Adding Spring Dependency Injection in JavaFX (JPA Repo, Service)

Dependency injection options for JavaFX

There are numerous ways to get dependency injection into a JavaFX application. For example Gluon have a project called Gluon Ignite which enables JavaFX application for various dependency injection frameworks, such as Guice, Spring and Dagger.

As you have chosen Spring for your dependency injection framework and you wish to use a bunch of other Spring facilities such as Spring Data repositories, you may wish to consider using a SpringBoot application.

You could make your JavaFX application a SpringBoot application (though this isn’t strictly necessary just to get dependency injection) in order to get a bunch of Spring facilities available within your application. There are some tutorials on that on the web if you search around.

Basic sample integration of Spring and JavaFX

Here is an example of a tutorial on integrating JavaFX with a SpringBoot application:

A critical part of that example is the init() method of the application (which I have just copy and pasted and reproduced here for reference):

@SpringBootApplication
public class DemoApplication extends Application {

    private ConfigurableApplicationContext springContext;
    private Parent root;

    @Override
    public void init() throws Exception {
        springContext = SpringApplication.run(DemoApplication.class);
        FXMLLoader fxmlLoader = new FXMLLoader(getClass().getResource("/sample.fxml"));
        fxmlLoader.setControllerFactory(springContext::getBean);
        root = fxmlLoader.load();
    }

    @Override
    public void start(Stage primaryStage) throws Exception {
        primaryStage.setTitle("Hello World");
        Scene scene = new Scene(root, 800, 600);
        primaryStage.setScene(scene);
        primaryStage.show();
    }

    @Override
    public void stop() throws Exception {
        springContext.stop();
    }


    public static void main(String[] args) {
        launch(DemoApplication.class, args);
    }
}

The sample app is running the SpringBoot application to startup the Spring system and have it provide an application context in the init method. The app then uses the FXMLLoader setControllerFactory() method to allow Spring to instantiate FXML controllers and inject references to Spring beans in the application.

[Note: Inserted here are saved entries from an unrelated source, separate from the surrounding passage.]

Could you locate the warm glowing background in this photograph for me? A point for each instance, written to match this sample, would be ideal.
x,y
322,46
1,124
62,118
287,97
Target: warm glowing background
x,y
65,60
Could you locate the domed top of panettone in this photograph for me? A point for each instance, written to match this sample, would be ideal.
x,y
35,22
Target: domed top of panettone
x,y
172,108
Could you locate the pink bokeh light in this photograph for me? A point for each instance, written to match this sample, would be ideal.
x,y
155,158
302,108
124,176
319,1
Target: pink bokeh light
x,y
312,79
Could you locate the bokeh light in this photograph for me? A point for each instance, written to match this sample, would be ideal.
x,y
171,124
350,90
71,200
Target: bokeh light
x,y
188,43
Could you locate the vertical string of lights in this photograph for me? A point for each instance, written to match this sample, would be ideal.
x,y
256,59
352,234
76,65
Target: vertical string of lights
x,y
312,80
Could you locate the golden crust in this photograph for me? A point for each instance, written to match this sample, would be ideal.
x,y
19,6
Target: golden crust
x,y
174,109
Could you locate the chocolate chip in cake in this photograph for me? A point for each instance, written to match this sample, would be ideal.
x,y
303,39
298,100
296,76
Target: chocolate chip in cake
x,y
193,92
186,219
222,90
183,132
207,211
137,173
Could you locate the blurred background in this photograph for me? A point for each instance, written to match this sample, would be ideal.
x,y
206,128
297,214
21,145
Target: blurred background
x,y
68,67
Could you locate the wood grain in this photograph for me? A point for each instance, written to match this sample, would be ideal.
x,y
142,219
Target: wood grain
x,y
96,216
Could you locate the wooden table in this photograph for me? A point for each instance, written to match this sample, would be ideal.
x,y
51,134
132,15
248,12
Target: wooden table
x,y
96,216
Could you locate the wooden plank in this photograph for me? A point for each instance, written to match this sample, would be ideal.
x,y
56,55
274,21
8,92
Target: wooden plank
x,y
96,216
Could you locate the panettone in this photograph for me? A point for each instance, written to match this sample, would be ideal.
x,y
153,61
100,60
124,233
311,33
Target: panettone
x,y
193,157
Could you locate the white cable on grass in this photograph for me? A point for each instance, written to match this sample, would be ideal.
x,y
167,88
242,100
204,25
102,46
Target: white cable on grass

Auto-wiring your JavaFX Controllers

To get your JAVAFX FXML controller autowired, in addition to the following call one the FXMLLoader:

fxmlLoader.setControllerFactory(springContext::getBean);

You also need to annotate your class as a Spring @Component, and @Autowired in any Spring dependencies you want your controller to use. In this way, the FXMLLoader will inject the @FXML based references to your UI elements and it will also delegate to the spring context to inject the Spring dependencies.

@Component
public class DemoController {
    @FXML
    private Label usernameLabel; 

    @Autowired
    public SpringService mySpringService;

    public void initialize() {
        usernameLabel.setText(
            mySpringService.getLoggedInUsername()
        );
    }
}

Note, Spring has an @Controller annotation, which could be used to annotate the JavaFX controller rather than the @Component annotation, but I would recommend avoiding use of @Controller for that purpose, and instead @Controller annotation for Spring REST service endpoint controller definitions.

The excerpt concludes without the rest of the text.